Carving SQLite databases from unallocated clusters

Have you missed me?

Background
Carving SQLite databases from unallocated clusters is problematic because although these types of database have a header, there is no footer and the length of the file is not normally stored within the file either. Given that SQLite databases are used by so many programs now (e.g.Firefox, Google Chrome and numerous Mac OSX and IoS applications) to store data of forensic interest it would be useful to recover them from unallocated clusters. I am aware that there has been some comment in this area within our industry blogs and forums. A paper entitled Forensic analysis of the Firefox 3 Internet history and recovery of deleted SQLite records written by Murilo Tito Pereira became available in 2009 (at a cost) but my interest was piqued more recently when Rasmus Riis (who I believe works for Law Enforcement in Denmark) posted an enscript he had written - Chrome SQlite db finder v1.4 to Guidance Software's enscript download center. Rasmus Riis's approach to carving SQLite files used by Google Chrome is to identify the header and then carry out additional checking throughout the file for known values within page headers. I had mixed results using this enscript and also wondered whether it could be adapted to search for other SQLite databases, in particular the SMS.db used by the iPhone. So as a result I took a closer look at the problem.

SQLite Database Structure and File Format
The SQLite file format is well documented at http://www.sqlite.org/fileformat.html and also at http://www.sqlite.org/fileformat2.html.
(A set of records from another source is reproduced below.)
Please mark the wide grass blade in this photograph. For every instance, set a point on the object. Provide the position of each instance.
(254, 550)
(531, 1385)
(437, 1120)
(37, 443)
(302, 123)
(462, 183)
What I will try to do here is pick out the salient points that may be relevant to carving SQLite files from unallocated clusters, and also provide some commentary where it may be useful.

Size and numbering

  • The entire database file is divided into equally sized pages - SQLite database files always consist of an exact number of pages
  • The page size is always a power of two between 512 (29) and 65536 (216) bytes
  • All multibyte integer values are read big endian
  • The page size for a database file is determined by the 2 byte integer located at an offset of 16 bytes from the beginning of the database file
  • Pages are numbered beginning from 1, not 0
  • Therefore to navigate to a particular page when you have a page number you have to calculate the offset from the start of the database using the formula:
    offset = (page number-1) x page size

Possible Page Types
Each page is used exclusively to store one of the following:

  • An index B-Tree internal node
  • An index B-Tree leaf node
  • A table B-Tree internal node
  • A table B-Tree leaf node
  • An overflow page
  • A freelist page
  • A pointer map page
  • The locking page

However not every database will include all of these items.

The first page (page 1)
The first page of the database is a special page for two reasons; it contains within the first 100 bytes of the page the database header and it also contains the Database Schema (the structure of the database [tables, indexes etc.] described in formal language).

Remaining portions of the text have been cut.